Comincia in questa fase la parabola di progressivo disimpegno del duca dagli affari di stato: dal primo maggio 1564 cedette il governo e le rendite al figlio Francesco, riservando a sé il titolo ducale e il diritto di nomina delle cariche più importanti, continuando anche a sovrintendere alla gestione dell’attività marinara della flotta e dell’Ordine di Santo Stefano.
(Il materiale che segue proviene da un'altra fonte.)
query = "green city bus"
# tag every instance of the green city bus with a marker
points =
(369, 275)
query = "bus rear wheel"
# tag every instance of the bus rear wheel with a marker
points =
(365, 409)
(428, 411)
Al ritiro completo dagli affari di stato, licenziata la corte, si ridusse a vita privata con la compagna Camilla Martelli a Pisa e nelle ville di Poggio a Caiano e di Castello, nei pressi di Firenze. In quest’ultima residenza trovò la morte, a seguito di un colpo apoplettico, il 21 aprile 1574. La sua effigie marmorea fu la prima della serie medicea ad essere collocata, postuma, sulla facciata del Palazzo della Carovana.